Blog 092: ktrace goes multi-arch — ARM64 semihosting transport and standalone repo

Date: 2026-03-19 Milestone: M10 Alpine Linux

Context

ktrace is Kevlar's high-bandwidth binary kernel tracer. Until today it was x86_64-only: each trace event calls outb(0xe9, byte) to QEMU's ISA debugcon device, which writes to a host chardev file at ~5 MB/s on KVM.

ARM64 just got real BusyBox support (Blog 091). The first debugging question we'll hit when ARM64 tests fail is "what was the kernel doing at the time?". ISA debugcon is a PC/AT bus device — it doesn't exist on ARM's virt machine.

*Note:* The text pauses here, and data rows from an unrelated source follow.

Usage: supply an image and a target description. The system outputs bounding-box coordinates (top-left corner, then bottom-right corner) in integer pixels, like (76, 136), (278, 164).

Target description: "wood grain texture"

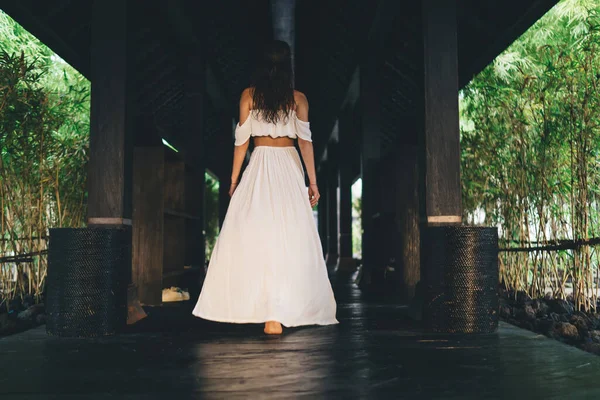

(88, 0), (133, 218)
(325, 143), (339, 266)
(132, 145), (164, 305)
(422, 0), (462, 217)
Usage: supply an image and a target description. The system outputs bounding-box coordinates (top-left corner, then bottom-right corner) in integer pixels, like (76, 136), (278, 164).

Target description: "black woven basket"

(423, 226), (499, 333)
(46, 228), (131, 337)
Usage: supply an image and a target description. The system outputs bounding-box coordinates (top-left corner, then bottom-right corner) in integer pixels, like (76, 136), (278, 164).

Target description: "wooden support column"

(359, 54), (382, 287)
(421, 0), (462, 224)
(327, 143), (339, 267)
(183, 48), (206, 269)
(395, 116), (421, 302)
(132, 145), (165, 305)
(87, 0), (133, 226)
(338, 115), (355, 269)
(418, 0), (462, 312)
(317, 164), (329, 257)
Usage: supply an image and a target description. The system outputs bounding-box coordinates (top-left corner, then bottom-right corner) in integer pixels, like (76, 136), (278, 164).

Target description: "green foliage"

(460, 0), (600, 309)
(0, 12), (90, 302)
(204, 172), (219, 262)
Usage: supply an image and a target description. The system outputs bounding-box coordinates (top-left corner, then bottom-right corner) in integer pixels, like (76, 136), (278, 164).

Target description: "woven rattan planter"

(422, 226), (498, 333)
(46, 228), (131, 337)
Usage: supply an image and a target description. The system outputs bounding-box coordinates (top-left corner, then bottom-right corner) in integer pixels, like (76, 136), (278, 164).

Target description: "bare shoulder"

(240, 87), (252, 109)
(294, 90), (308, 107)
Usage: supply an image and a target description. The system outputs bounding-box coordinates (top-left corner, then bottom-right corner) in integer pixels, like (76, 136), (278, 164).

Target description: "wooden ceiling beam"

(458, 0), (558, 88)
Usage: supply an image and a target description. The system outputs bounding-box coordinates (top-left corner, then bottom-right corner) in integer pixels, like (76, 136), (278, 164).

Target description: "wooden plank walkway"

(0, 270), (600, 400)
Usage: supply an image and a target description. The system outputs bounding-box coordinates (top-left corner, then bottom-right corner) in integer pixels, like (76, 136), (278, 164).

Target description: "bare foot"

(264, 321), (283, 335)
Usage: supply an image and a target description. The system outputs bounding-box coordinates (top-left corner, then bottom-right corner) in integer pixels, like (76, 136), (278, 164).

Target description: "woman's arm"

(295, 92), (321, 207)
(229, 89), (252, 196)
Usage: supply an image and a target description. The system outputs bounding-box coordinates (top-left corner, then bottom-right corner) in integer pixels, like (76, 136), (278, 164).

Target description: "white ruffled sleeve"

(296, 118), (312, 142)
(234, 116), (252, 146)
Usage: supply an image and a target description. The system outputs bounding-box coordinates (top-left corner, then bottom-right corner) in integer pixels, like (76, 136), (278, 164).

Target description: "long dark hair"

(251, 40), (296, 123)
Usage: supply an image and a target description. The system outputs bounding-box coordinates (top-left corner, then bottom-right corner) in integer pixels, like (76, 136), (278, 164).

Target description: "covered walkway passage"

(0, 268), (600, 400)
(0, 0), (600, 399)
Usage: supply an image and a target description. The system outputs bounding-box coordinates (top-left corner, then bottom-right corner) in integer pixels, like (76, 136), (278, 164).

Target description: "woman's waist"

(252, 135), (294, 147)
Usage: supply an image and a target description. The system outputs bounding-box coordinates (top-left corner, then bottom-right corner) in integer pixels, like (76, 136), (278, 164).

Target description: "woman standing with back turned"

(193, 41), (338, 334)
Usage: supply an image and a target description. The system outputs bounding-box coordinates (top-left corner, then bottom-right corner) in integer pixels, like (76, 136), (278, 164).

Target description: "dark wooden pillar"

(395, 116), (421, 301)
(359, 54), (382, 287)
(422, 0), (462, 224)
(87, 0), (133, 226)
(183, 49), (206, 269)
(338, 115), (355, 269)
(418, 0), (462, 307)
(317, 164), (329, 257)
(327, 143), (339, 267)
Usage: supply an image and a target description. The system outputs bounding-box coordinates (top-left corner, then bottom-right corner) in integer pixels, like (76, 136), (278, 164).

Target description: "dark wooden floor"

(0, 268), (600, 400)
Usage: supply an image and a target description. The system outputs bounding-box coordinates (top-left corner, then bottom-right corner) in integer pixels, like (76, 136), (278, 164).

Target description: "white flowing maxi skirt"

(193, 146), (338, 327)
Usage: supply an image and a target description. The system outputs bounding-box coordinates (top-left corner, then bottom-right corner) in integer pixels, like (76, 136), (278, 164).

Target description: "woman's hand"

(308, 183), (321, 207)
(229, 182), (238, 197)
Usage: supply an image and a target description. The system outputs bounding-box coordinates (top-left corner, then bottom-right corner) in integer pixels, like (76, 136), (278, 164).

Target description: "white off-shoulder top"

(235, 110), (312, 146)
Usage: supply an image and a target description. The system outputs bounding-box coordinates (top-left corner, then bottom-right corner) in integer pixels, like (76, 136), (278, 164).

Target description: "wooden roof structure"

(0, 0), (557, 178)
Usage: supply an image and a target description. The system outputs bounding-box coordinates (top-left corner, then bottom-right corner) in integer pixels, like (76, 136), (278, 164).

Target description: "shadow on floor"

(0, 268), (600, 399)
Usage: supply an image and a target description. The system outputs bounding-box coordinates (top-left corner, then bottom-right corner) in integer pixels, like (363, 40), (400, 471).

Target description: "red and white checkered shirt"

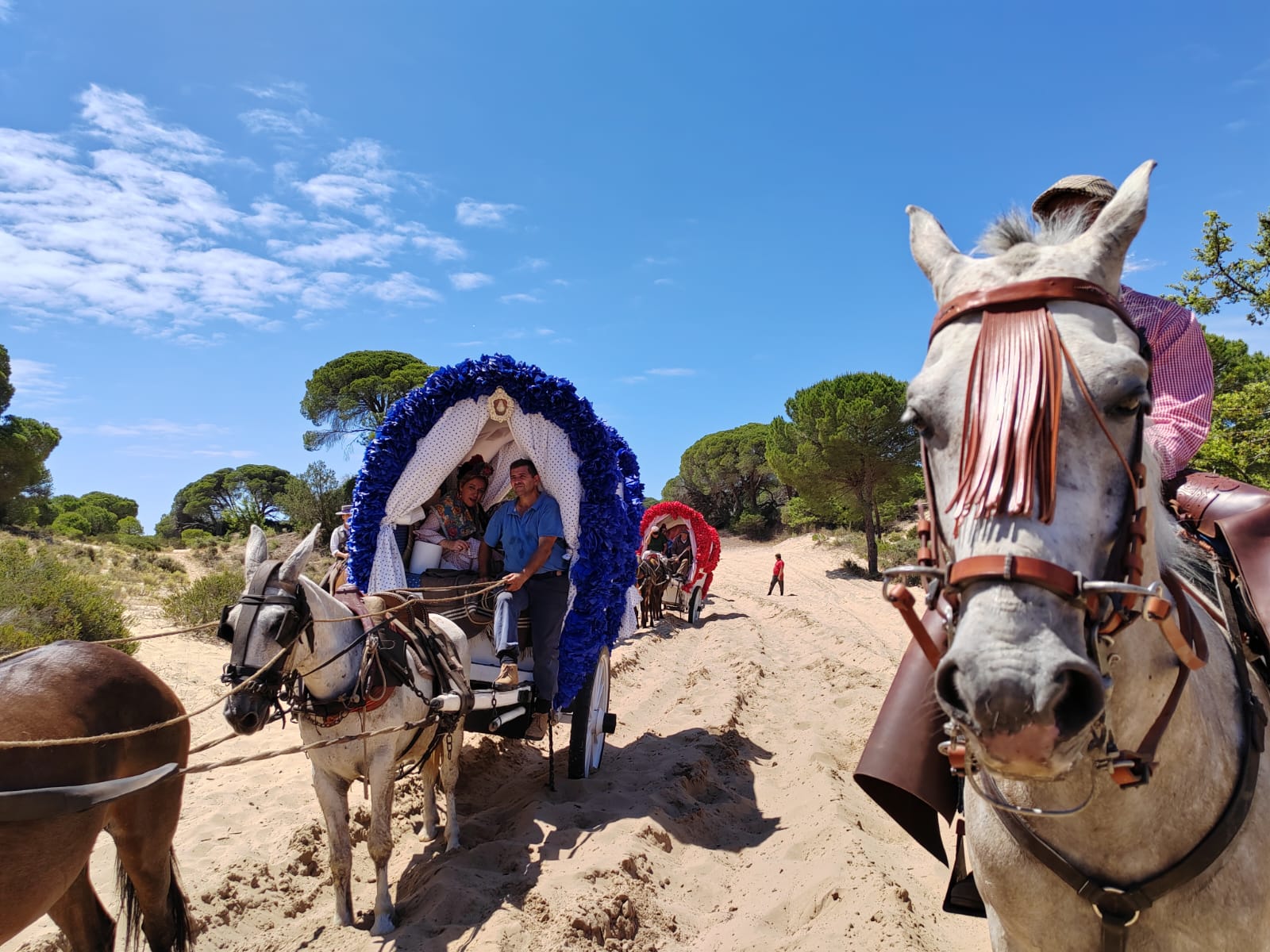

(1120, 284), (1213, 480)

We needed an ARM64 equivalent. We also noticed that the ktrace protocol (wire format + QEMU integration) is useful to any bare-metal kernel, not just Kevlar. Both observations pushed in the same direction: design a proper multi-arch transport, then extract ktrace into a standalone repo.


The ARM64 transport: ARM semihosting

ARM semihosting is the ARM-defined mechanism for a guest to communicate with its debug host. QEMU has supported it for years. The protocol is elegant:

x0 = operation number
x1 = parameter block address
HLT #0xF000              ← debug exception; QEMU intercepts and handles it

The operation that matters for tracing is SYS_WRITE (0x05): write a buffer to an open file handle. Combined with QEMU's -semihosting-config chardev=ID option, the output goes directly to a host file — exactly what ISA debugcon does on x86_64.

QEMU x86_64:  outb(0xe9, byte)          → isa-debugcon → chardev → ktrace.bin
QEMU ARM64:   HLT #0xF000 + SYS_WRITE  → semihosting  → chardev → ktrace.bin

Same chardev, same ktrace.bin, same decoder.

The write_bytes design

For single bytes, SYS_WRITEC (op 3) is the fastest path — one trap, one byte, x1 points to the byte on the stack:

#![allow(unused)]
fn main() {
pub fn write_byte(byte: u8) {
    unsafe {
        core::arch::asm!(
            "hlt #0xf000",
            in("x0")  SYS_WRITEC,
            in("x1")  &byte as *const u8,
            lateout("x0") _,
            options(nostack),
        );
    }
}
}

For bulk dumps (ring buffer flush), SYS_WRITE (op 5) is critical: a single trap writes the entire buffer regardless of size. The parameter block is a three-word struct on the stack:

#![allow(unused)]
fn main() {
pub fn write_bytes(data: &[u8]) {
    let params: [usize; 3] = [STDERR_HANDLE, data.as_ptr() as usize, data.len()];
    unsafe {
        core::arch::asm!(
            "hlt #0xf000",
            in("x0") SYS_WRITE,
            in("x1") params.as_ptr(),
            lateout("x0") _,
            options(nostack, readonly),
        );
    }
}
}

A typical ktrace dump is one CPU × 8192 entries × 32 bytes = 256 KB. On TCG (no KVM), one semihosting trap is ~500 ns. With SYS_WRITE, the entire dump completes in a single trap — the same asymptotic cost as ISA debugcon's single chardev flush.

QEMU flags

# ARM64
-chardev file,id=ktrace,path=ktrace.bin \
-semihosting-config enable=on,target=native,chardev=ktrace

# x86_64 (unchanged)
-chardev file,id=ktrace,path=ktrace.bin \
-device isa-debugcon,chardev=ktrace,iobase=0xe9

Why semihosting is the right answer

The alternative would be to write a custom QEMU MMIO device (a "KTD — Kevlar Trace Device") at a fixed ARM64 virt machine address, similar to how the ISA debugcon device works on x86. That approach would require patching QEMU.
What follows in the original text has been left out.